5 Cyber Resilience Lessons We Re-Learned in 2021 (But Will Probably Forget)
With every year come new extraordinary technological innovations. Some of the most innovative, sadly, come from the minds of cyberattackers. And others help IT teams solve some old problems, but create new ones. But year in and year out, good fundamentals never go out of style.
2021 was no different. Here’s a look back at some of the year’s most devastating attacks, outages and cyber resilience failures, and the lessons we ought to learn from them (but probably won’t).
Beware of Misconfigurations. (And Segment Your Networks, Please.)
For six hours on Oct. 4, Facebook, Instagram, and WhatsApp went dark. Was it a sophisticated cyberattacker orchestrating a sophisticated denial of service? No. It was a simple routing protocol misconfiguration issue, exacerbated by a surprising lack of network segmentation.
Beware of ‘Valid Configuration Changes’ Sometimes, Too.
June 8, Reddit, the New York Times, Amazon and other major websites were disrupted because of an outage at edge cloud platform Fastly. “An undiscovered software bug” set off by a valid customer configuration change. According to Fastly, a software deployment in May introduced a bug that could be, and was, set off by a valid, normal configuration change made by one customer.

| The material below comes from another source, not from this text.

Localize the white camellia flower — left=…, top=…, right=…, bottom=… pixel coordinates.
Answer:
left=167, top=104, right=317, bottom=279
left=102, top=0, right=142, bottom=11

AWS is ‘Too Big To Fail,’ And That’s Very Bad.
Speaking of cloud outages, Amazon Web Services experienced three outages in December alone. December 7 a particularly bad outage disrupted wide swaths of the internet for more than seven hours. It affected EC2 and other AWS services, which caused disruptions and downtime for major AWS customers – like Netflix and Disney Plus – as well as Amazon’s own services, like Alexa, Ring, and its package delivery management. As Sid Nag, vice president of cloud services and technologies research for Gartner, told InformationWeek’s JP Ruth: “This was one of the largest since AWS started conducting business.”
The incidents raise questions about the reliability and resilience of the cloud and how to hold AWS and other major tech companies accountable for maintaining their infrastructure.
Patching Software is Hard. Make it Easier.
The complexities in the IT supply chain continue to make software patching more difficult. Security professionals’ 2020 holiday season, and much of 2021, was ruined by malicious security updates unknowingly administered by Solarwinds. A year later, another holiday ruined, this time with a vulnerability in widely used third-party code.
Insurance Can’t Save You from Ransomware Attacks.
The ransomware attack on Colonial Pipeline in May showed that businesses’ risk assessments may lead them to decide to swallow their pride and pay a ransom. It also showed that, when pressed, people will pour gasoline into plastic shopping bags and that cyber insurers are fed up with holding the bag for multimillion-dollar ransom payments. As Richard Pallardy wrote for InformationWeek in October, “cyber criminals have taken note of cyber insurance itself as a potential revenue source, sometimes penetrating insurers in search of their client lists — a rich source of targets. This liability is, of course, passed along to the customer.”